Given President Bush’s speech, readers might also be surprised to learn that the plaintiffs in these trials have rarely succeeded. Instead, the data suggests that juries have quite often aligned their verdicts with the defendant. Whether this result is caused by less sympathetic jurors or defendants habit of attempting to settle out meritorious cases pre-trial is unclear.

Should the medical malpractice crisis be renamed the medical malpractice myth, one propagated by insurance companies, medical associations, and other special interest groups?

Realities are seldom so straightforward.

We can see that even though the number of medical malpractice trials has decreased over the last decade, the total number of medical malpractice filings has been substantially higher. The courts may not have been overloaded with medical malpractice trials, but they have been required to grapple with burdensome med mal motions.

What is happening with these filings?
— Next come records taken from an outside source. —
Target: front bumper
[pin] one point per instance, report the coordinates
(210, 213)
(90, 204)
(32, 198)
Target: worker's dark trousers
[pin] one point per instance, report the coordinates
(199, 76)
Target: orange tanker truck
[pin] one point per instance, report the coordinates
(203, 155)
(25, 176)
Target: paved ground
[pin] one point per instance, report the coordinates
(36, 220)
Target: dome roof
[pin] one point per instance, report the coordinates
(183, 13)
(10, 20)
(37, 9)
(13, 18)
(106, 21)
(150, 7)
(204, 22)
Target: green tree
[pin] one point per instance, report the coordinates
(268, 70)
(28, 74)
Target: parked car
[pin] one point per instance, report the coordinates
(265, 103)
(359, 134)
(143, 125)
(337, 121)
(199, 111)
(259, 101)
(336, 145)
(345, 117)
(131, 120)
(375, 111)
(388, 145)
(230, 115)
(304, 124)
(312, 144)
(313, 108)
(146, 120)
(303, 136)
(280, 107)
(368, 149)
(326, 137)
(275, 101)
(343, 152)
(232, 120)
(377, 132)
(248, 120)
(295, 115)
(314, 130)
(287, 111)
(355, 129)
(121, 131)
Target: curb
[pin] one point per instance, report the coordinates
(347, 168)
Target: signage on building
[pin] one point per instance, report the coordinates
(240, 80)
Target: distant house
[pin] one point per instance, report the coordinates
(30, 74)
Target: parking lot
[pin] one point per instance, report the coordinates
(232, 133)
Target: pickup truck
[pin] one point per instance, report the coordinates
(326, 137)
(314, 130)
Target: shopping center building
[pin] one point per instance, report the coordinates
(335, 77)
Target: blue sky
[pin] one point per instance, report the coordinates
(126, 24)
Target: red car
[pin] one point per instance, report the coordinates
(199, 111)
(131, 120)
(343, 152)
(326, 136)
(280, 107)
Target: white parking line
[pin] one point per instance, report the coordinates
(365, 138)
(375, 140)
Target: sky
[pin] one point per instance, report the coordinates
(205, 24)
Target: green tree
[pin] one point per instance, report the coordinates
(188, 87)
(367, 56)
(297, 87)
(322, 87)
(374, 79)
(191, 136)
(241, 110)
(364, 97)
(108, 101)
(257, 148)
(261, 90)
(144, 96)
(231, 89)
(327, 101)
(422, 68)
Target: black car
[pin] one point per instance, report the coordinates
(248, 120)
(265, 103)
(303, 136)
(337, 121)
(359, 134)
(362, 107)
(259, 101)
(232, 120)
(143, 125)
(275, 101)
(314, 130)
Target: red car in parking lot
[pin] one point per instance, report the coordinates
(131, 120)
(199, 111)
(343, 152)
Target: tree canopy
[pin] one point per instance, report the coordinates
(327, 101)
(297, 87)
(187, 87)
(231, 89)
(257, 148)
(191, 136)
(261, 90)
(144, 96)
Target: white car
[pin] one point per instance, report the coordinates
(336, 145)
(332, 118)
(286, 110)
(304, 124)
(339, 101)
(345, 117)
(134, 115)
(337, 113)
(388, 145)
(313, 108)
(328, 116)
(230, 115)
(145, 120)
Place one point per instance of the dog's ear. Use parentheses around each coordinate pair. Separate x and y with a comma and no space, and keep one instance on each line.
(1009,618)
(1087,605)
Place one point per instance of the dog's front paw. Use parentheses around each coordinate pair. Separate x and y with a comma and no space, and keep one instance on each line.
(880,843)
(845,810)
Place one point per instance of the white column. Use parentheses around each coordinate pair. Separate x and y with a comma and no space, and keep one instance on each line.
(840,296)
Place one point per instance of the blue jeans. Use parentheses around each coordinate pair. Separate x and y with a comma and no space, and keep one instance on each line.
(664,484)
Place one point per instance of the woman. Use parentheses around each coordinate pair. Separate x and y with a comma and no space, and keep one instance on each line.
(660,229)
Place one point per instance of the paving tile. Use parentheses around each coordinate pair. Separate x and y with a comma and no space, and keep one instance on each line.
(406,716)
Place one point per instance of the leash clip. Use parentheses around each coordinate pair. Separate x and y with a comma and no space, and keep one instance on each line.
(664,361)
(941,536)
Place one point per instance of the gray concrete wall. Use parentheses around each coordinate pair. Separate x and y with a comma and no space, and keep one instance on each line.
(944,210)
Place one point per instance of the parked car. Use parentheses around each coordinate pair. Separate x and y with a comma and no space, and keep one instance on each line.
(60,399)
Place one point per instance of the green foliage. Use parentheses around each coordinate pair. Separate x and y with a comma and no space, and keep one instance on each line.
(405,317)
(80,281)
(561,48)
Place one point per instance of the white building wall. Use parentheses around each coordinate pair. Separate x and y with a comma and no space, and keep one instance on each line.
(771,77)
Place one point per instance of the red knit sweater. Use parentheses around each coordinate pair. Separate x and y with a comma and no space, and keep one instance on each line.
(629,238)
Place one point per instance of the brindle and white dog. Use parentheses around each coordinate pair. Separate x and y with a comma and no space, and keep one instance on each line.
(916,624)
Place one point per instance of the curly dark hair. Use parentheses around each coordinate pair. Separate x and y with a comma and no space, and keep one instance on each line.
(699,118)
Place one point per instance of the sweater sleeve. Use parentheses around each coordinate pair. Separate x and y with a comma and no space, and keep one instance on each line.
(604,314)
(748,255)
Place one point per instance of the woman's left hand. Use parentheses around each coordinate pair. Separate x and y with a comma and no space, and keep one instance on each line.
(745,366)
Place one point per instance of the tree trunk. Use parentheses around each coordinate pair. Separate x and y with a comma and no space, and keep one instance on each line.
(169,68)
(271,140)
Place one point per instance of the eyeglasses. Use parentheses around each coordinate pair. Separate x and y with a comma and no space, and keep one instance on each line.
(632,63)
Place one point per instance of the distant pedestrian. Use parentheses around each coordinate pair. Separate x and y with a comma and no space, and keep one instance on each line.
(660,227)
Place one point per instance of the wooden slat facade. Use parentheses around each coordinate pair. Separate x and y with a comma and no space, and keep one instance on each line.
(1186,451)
Let’s take a closer look at the data.

The majority of the pre-trial filings for medical malpractice cases are demands for jury trials.

Yet, interestingly enough, throughout Los Angeles County, plaintiffs are most likely to file these demands. This, despite the fact that in practice, plaintiffs seldom encounter success in jury trials.

What might this mean? Perhaps we have been asking the wrong kind of question. The interesting question is not whether or not a medical malpractice crisis really exists. Rather, the interesting question, one that can be answered through legal analytics and analyzing data, involves understanding how legal practitioners navigate through the messy landscape of medical malpractice claims in the first place.

The more we dig into the data, the more each layer of the medical malpractice landscape fills with unexpected surprises. Perhaps for plaintiffs’ (and their med-mal attorneys), success comes not from a jury verdict in their favor, but rather from the very threat of that jury verdict (no matter how improbable), which leads to a favorable settlement — which is perhaps the true victory after all.